The seasonal sellers are taking advantage of the spate of retail bankruptcies and closings to open more -- and larger -- temporary stores this year in better locations. It adds up to an aggressive bid to capture cautious consumers' dollars in an industry that has grown rapidly over the past 10 years.

Spirit Halloween has raised 83 former Circuit City stores from the dead, part of the 100 stores that it has added to the 625 it had last year.

Other smaller competitors are also taking bigger bites this year: Halloween Express, based in Owenton, Ky., and Halloween Adventure, based in Garnet Valley, Pa., have each added about 10 new stores this year.

Halloween falls on a Saturday this year -- the best day according to those in the industry because more adults throw parties -- and retailers are hoping for brisk business.

Despite the recession, IBISWorld Inc., a market-research company, said it expects 2009 sales for costumes and decor to rise 3 percent to $3.8 billion compared with a year ago.

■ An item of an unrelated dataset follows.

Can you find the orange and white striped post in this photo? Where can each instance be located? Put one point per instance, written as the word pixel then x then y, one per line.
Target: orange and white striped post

CEO Joe Purifico of Halloween Adventure confirmed that sales are "trending up" as the company headed into the important two-week stretch before Halloween.

But seasonal retailers -- which make about 70 percent of their sales in September and October -- face tough competition for market share from lower-priced retailers, such as Target Corp. and Wal-Mart Stores Inc., so visibility is key.

"The bigger the storefront, the bigger impression you have on the consumer and that's the big plus," said Tony Detzi, Spirit Halloween's vice president of operations.

The Spirit Halloween on Manhattan's Upper West Side was bustling on a recent afternoon.

Kids alternately marveled and screamed at the decor on the first floor -- including a life-size Michael Myers from Halloween -- while shoppers browsed costumes ranging from knights in armor to sexy nurses, most for about $30, on the second floor.

Lucy Mateo, 40, an executive assistant in New York who works nearby, said she was surprised at the speed with which the vacant Circuit City morphed into Spirit Halloween.

"I didn't even know it was under construction."

Empty retail space from the closings of Circuit City, Mervyns, Linens 'N Things and Home Depot's Expo Design Center have given the temporary stores plenty to work with.

Suzanne Mulvee, the senior economist at Property & Portfolio Research, estimates that there is 269 million more square feet in vacant retail space -- the equivalent of more than 5,000 full-size Best Buy stores -- across the country compared with a year ago. That gives retailers bargaining power, she said.

Shuttered big-box stores also let retailers have more space, which ultimately translates into more dollars for seasonal retailers.

"It helps to make the store more shoppable, there's more floor space to put out all the product that you want and still have enough elbow room for customers," Purifico said.